Having a speedy, reliable way to detect radioactive material, particularly while the source is in transit, has been the nuclear holy grail of homeland security officials for years. Yet, few protections exist today that can be readily installed into the stream of commerce to prevent dirty bombs and the materials for larger nuclear weapons from entering or leaving the country.
When earlier types of radiation detectors are put on the street they tend to alarm on harmless amounts of naturally occurring isotopes of potassium, radium, thorium and uranium — elements commonly found in commercial shipments and medical practices.
To avoid the nuisance alarms associated with real but non-threatening medical and industrial radiation sources, instantaneous isotope detection and identification is therefore mandatory for mobile applications. ARAM, licensed to IST-Textron Systems, accomplishes this in near realtime in the RadTrucks. Tests have demonstrated that detection passes are successful in less than 5 seconds at speeds of up to 50 mph.

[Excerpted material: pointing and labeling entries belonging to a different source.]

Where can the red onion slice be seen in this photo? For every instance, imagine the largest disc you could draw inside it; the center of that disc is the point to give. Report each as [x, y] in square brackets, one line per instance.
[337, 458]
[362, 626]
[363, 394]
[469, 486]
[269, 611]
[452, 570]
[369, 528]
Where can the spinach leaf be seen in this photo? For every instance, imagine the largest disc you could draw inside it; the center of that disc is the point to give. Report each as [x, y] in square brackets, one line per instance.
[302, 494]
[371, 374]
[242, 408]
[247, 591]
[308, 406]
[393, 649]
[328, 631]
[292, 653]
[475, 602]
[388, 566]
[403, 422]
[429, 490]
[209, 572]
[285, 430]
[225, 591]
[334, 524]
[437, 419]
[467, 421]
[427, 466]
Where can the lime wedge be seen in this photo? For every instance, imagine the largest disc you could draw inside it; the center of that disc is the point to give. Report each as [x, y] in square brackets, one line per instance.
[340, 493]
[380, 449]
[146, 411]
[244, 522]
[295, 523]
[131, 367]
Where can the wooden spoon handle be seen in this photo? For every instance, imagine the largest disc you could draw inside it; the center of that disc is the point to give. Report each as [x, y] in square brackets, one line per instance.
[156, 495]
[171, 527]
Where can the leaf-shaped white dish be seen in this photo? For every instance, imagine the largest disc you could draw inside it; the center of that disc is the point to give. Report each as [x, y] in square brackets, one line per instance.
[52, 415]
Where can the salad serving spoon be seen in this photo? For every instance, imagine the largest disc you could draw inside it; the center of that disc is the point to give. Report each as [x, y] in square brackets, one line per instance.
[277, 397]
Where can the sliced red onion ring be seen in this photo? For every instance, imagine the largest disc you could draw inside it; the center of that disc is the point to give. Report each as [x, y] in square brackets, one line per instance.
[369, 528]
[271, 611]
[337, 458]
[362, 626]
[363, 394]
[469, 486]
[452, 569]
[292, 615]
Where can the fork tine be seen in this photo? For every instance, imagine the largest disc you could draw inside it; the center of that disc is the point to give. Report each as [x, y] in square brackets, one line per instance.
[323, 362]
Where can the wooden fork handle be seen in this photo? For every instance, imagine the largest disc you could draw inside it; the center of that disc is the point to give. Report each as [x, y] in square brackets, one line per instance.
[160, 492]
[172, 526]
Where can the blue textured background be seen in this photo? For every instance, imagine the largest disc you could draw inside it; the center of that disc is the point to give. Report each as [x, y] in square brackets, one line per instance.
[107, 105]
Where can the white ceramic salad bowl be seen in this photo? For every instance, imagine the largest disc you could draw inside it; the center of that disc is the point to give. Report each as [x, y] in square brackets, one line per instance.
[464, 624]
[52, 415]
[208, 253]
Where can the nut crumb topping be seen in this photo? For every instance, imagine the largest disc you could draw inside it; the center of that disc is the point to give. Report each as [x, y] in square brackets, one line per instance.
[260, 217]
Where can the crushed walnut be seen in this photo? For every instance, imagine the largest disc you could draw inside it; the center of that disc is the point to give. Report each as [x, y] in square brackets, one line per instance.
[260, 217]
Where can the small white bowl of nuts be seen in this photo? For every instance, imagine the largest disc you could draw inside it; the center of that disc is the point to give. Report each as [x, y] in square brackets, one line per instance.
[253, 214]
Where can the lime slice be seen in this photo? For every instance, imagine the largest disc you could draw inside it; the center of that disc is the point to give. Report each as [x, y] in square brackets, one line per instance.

ARAM provides detection and identification in one pass. "Previous generations of detection systems needed a first pass to detect a radiation source, followed by a second pass to identify the material," notes Dave Trombino, one of the Lawrence Livermore physicists that developed ARAM.
ARAM not only makes nuclear counterterrorism mobile, it makes radiation detection portable. "The 'A' in ARAM stands for Adaptable," Trombino says. "This detection system can be used in fixed locations, in mobile SUVs, on small boats or even in backpacks."